17 July 2013

Rwanda - UN Brigade Aiding FDLR, Congo

Photo: Marie Frechon/MONUC
DR Congo army which has been accused of bombing western part of Rwanda (file photo).

The Government has accused the newly-deployed Force Intervention Brigade (FIB), under the UN Stabilisation Mission in the Congo (Monusco), of backing collaboration between DR Congo-based Forces for the Liberation of Rwanda militia (FDLR) and the Congolese army.

The accusations are contained in a letter that Rwanda's Ambassador to the UN Eugene-Richard Gasana wrote to the US's Ambassador Rosemary DiCarlo in her role as this month's president of the UN Security Council.

A case of two letters:

The letter, a copy of which this paper has obtained, is a replica of another that the Minister for Foreign Affairs, Louise Mushikiwabo, sent to the UN Secretary-General Ban Ki-moon last week, according to Gasana's letter.

Amb. Gasana, also Rwanda's State minister for cooperation, said in the Tuesday letter that senior FIB commanders have held several meetings with FDLR commanders to discuss cooperation while the force is supposed to hunt down the rebels.

"The Government of Rwanda has credible, reliable and detailed information that various forms of tactical and strategic collaboration with the FDLR were discussed during those meeting," Gasana said in the letter. "Their actions, implicating senior UN commanders picking sides among the very armed groups whose military activities they are meant to deter, is of serious concern."

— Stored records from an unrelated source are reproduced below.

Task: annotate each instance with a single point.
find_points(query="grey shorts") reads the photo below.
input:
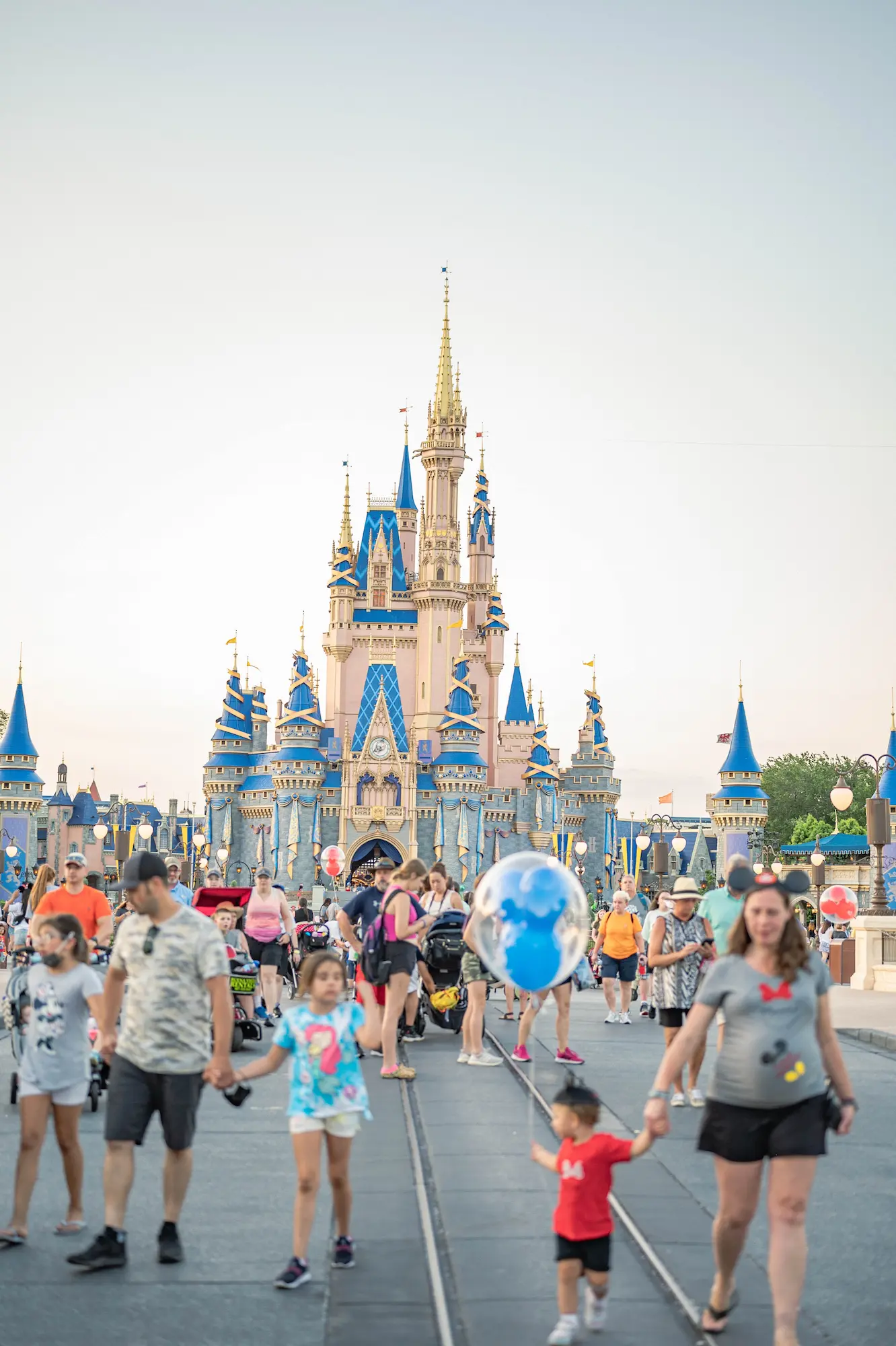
(135, 1095)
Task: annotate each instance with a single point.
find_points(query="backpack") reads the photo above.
(375, 964)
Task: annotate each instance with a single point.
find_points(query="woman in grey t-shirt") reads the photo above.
(768, 1095)
(54, 1072)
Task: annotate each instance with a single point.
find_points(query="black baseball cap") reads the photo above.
(145, 865)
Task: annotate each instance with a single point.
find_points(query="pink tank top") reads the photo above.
(263, 917)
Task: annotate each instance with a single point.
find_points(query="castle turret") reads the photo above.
(21, 793)
(543, 777)
(407, 515)
(439, 593)
(741, 808)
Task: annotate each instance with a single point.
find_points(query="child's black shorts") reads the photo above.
(594, 1254)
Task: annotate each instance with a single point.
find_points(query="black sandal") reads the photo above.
(720, 1316)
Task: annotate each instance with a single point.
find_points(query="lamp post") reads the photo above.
(661, 849)
(817, 862)
(876, 820)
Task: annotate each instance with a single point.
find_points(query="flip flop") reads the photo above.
(720, 1316)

The FDLR militia is largely composed of elements responsible for the 1994 Genocide against the Tutsi in Rwanda, which claimed the lives of a million people.

The newly-formed UN intervention brigade in eastern DR Congo is mandated to dismantle the group, among others.

But Rwanda says it's concerned that the militia is cooperating with the Congolese army, FARDC, in offensives that the army has been conducting on several armed groups in eastern DR Congo, especially against the M23 rebels who they are fighting near the North Kivu capital of Goma.

Kigali is concerned that reinforcement of the FDLR would allow the group to mount military operations against the Rwandan territory.

Such attacks have in the past compelled Rwanda to send its troops to eastern DR Congo to neutralise the rebels and ensure that Rwanda is safe from their attacks and their plan to continue their extermination agenda against the Tutsi.

Weapons delivery:

Amb. Gasana said Rwanda has reports of large quantities of weapons and ammunition delivered to FDLR by FARDC officers with the knowledge and support of FIB commanders.

The Rwandan government accused FIB commanders and contingents of observing as FARDC integrates FDLR units and commanders into its commando units near the border with Rwanda.

"The above-mentioned activities and patterns are developments that my government takes seriously, as they constitute a serious threat to the security of my country but also put into question the credibility of MONUSCO and its peacekeeping operations," Amb. Gasana said.

He added that any hidden agenda driven by political or economic interests would undermine efforts for peace in the region.

The FIB, which is made up of troops from South Africa, Tanzania and Malawi, has begun patrolling in eastern DR Congo and the completion of its full deployment is due by August.

Monusco refutes Rwanda's claims:

Reacting to the accusations, Monusco spokesperson Madnodje Mounoubai told The New Times by telephone yesterday that the mission has not found any proof of the actions taking place.

"Monusco has not been able to substantiate these accusations," he said.

Mounoubai instead called on both Rwanda and the DR Congo to stop counter accusations, the latter having continually accused Rwanda of supporting M23 rebels.

"We are actually calling on all parties to exercise restraint and not to escalate the situation. The losers (in the conflict) are actually civilians on the ground," Mounoubai said, highlighting an already alarming number of internally displaced persons in eastern DR Congo.

On Monday, two mortar bombs fired from an area under the control of FARDC and Monusco landed in villages in Rubavu District, according to Rwandan government.

The Rwandan government described the bombing act as "provocative and deliberate" by FARDC and Monusco since there was no fighting nearby between the Congolese warring factions.